Genome-wide annotation and quantitation of translation by ribosome profiling.
- Author(s): Ingolia, Nicholas T
- Brar, Gloria A
- Rouskin, Silvia
- McGeachy, Anna M
- Weissman, Jonathan S
- et al.
Published Web Locationhttp://www.ncbi.nlm.nih.gov/pmc/articles/PMC3775365/
Recent studies highlight the importance of translational control in determining protein abundance, underscoring the value of measuring gene expression at the level of translation. A protocol for genome-wide, quantitative analysis of in vivo translation by deep sequencing is presented here. This ribosome-profiling approach maps the exact positions of ribosomes on transcripts by nuclease footprinting. The nuclease-protected mRNA fragments are converted into a DNA library suitable for deep sequencing using a strategy that minimizes bias.

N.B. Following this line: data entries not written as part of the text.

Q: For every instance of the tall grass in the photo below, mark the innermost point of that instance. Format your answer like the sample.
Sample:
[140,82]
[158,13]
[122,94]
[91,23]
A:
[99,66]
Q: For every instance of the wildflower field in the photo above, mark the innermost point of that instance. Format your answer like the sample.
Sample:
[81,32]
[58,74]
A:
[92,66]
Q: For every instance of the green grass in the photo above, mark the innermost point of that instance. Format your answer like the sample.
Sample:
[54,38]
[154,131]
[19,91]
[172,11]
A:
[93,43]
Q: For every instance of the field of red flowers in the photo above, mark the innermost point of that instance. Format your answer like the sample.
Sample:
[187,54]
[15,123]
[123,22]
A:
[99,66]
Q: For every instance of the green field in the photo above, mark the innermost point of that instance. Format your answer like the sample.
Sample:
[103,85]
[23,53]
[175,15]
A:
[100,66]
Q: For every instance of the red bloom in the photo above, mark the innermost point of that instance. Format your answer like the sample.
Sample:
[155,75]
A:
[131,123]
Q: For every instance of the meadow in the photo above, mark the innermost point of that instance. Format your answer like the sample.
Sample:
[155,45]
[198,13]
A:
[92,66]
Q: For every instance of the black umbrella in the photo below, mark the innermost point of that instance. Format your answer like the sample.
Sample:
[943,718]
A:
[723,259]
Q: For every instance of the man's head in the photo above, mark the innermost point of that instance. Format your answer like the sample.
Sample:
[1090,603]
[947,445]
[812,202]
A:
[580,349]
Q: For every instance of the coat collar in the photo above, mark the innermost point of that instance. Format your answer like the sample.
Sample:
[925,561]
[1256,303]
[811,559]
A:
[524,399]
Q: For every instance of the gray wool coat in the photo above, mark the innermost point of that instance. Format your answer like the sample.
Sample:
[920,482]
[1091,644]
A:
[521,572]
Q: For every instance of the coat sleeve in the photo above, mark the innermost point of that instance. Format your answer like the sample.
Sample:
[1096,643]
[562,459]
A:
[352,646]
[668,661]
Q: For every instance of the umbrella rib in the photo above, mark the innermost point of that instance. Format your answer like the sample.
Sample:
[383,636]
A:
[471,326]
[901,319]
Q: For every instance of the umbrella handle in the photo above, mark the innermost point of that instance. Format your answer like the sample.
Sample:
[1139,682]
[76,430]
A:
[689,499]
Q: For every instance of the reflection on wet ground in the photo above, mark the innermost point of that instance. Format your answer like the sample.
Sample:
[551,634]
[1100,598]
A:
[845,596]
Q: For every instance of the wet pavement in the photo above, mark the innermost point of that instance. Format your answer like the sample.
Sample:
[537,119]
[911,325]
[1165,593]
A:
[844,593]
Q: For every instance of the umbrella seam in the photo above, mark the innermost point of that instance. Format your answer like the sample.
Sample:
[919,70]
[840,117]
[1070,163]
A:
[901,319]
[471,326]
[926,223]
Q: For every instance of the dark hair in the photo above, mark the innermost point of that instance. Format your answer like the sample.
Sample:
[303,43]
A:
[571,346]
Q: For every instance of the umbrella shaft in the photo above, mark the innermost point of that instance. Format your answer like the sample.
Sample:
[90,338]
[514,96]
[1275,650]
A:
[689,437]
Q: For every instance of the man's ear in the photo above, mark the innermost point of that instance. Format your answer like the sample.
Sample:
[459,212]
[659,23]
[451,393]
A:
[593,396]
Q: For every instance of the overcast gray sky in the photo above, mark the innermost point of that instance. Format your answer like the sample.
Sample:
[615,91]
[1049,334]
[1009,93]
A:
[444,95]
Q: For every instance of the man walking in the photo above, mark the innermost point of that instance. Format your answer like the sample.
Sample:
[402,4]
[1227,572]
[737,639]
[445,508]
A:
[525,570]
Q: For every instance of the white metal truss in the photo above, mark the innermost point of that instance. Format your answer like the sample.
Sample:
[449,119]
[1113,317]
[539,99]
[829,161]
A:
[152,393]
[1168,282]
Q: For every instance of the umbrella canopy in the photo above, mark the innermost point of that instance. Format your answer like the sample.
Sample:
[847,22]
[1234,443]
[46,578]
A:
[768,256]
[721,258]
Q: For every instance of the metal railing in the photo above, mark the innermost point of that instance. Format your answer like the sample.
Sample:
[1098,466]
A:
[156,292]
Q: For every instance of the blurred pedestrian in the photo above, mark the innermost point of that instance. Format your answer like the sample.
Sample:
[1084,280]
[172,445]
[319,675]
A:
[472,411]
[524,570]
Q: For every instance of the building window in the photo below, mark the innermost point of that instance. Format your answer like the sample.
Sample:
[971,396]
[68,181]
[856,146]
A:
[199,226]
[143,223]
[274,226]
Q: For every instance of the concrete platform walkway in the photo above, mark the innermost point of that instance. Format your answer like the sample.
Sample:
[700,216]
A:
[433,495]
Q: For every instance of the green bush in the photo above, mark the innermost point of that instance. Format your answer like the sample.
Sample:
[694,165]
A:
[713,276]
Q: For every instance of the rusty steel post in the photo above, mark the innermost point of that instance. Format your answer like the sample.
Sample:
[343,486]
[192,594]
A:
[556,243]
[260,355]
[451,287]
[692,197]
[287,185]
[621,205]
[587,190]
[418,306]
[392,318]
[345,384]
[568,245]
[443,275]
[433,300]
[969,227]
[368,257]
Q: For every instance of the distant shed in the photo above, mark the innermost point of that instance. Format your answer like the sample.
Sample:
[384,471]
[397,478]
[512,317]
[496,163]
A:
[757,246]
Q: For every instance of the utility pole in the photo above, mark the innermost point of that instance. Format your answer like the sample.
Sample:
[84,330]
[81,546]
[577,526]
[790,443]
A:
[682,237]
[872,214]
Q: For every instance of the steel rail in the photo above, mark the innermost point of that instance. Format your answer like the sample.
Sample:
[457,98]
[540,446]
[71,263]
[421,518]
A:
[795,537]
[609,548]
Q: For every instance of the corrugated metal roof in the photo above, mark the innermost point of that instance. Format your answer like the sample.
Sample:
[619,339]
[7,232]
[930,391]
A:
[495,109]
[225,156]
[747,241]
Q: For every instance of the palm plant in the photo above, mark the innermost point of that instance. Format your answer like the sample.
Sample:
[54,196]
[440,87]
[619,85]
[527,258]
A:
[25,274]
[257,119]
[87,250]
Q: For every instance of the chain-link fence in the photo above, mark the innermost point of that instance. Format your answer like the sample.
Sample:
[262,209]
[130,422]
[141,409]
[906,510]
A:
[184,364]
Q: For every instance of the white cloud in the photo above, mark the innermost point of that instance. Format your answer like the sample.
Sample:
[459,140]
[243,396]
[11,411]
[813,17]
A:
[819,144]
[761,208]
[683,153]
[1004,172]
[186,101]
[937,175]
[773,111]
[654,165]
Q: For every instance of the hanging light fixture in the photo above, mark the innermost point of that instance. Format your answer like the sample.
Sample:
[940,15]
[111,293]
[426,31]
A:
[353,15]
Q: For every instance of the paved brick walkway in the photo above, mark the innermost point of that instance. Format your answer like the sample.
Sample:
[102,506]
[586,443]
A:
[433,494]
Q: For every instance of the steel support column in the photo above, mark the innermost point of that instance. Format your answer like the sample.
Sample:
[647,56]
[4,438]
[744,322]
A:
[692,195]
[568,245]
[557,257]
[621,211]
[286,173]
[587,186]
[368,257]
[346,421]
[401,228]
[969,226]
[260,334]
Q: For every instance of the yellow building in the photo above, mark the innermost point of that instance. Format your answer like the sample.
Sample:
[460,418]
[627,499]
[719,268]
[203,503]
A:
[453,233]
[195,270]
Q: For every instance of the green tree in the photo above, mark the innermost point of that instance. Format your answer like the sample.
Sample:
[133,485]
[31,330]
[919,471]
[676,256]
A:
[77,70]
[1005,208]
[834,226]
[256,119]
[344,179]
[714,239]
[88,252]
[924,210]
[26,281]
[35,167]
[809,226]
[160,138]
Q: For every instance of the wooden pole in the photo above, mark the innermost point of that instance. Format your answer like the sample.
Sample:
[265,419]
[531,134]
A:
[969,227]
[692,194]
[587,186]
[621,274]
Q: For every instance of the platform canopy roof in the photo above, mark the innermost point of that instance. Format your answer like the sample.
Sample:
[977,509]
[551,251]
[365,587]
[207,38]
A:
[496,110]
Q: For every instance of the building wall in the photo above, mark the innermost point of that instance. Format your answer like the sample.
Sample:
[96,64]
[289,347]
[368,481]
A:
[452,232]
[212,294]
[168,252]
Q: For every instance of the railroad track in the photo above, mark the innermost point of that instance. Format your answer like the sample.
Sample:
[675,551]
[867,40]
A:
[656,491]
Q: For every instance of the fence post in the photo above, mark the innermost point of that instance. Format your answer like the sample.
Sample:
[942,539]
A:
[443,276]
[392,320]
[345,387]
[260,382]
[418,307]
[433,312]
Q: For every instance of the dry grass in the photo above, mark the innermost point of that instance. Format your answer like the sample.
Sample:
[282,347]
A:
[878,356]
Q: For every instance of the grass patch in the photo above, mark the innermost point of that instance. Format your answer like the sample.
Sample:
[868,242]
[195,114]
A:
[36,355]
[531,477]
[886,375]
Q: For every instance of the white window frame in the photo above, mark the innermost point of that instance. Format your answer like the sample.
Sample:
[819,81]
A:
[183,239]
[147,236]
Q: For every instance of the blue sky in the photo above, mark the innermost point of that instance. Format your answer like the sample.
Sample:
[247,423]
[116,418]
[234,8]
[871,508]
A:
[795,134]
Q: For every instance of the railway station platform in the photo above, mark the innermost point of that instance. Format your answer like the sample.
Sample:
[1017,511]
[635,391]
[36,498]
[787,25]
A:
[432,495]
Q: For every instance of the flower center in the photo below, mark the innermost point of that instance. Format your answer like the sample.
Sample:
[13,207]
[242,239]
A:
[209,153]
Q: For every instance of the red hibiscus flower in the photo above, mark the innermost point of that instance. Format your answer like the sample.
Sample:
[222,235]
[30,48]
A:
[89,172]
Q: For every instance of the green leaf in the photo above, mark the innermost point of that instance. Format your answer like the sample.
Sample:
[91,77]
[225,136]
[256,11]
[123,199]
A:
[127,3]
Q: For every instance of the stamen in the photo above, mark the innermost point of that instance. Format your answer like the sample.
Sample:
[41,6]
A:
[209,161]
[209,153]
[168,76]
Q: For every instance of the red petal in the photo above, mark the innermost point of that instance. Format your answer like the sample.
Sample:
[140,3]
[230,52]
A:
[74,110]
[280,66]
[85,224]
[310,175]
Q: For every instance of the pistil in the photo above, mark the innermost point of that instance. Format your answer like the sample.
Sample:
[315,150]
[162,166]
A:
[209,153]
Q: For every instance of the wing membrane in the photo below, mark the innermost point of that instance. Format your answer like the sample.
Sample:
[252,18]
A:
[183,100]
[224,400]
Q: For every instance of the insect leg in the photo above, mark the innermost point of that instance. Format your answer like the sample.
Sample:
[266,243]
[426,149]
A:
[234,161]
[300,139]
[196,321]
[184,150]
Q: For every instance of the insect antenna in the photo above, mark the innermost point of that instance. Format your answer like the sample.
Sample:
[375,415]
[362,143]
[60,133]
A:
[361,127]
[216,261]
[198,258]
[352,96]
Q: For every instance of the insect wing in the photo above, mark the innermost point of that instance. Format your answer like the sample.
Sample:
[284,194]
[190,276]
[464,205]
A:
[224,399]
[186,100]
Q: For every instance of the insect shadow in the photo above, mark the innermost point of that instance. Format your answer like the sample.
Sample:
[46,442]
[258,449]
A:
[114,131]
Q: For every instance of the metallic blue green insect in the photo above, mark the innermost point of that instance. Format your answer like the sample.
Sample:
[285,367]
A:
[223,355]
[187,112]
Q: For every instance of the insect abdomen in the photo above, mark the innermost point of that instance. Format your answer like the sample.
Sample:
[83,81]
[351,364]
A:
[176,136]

The abundance of different footprint fragments in deep sequencing data reports on the amount of translation of a gene. Additionally, footprints reveal the exact regions of the transcriptome that are translated. To better define translated reading frames, an adaptation that reveals the sites of translation initiation by pre-treating cells with harringtonine to immobilize initiating ribosomes is described. The protocol described requires 5 to 7 days to generate a completed ribosome profiling sequencing library. Sequencing and data analysis requires an additional 4 to 5 days.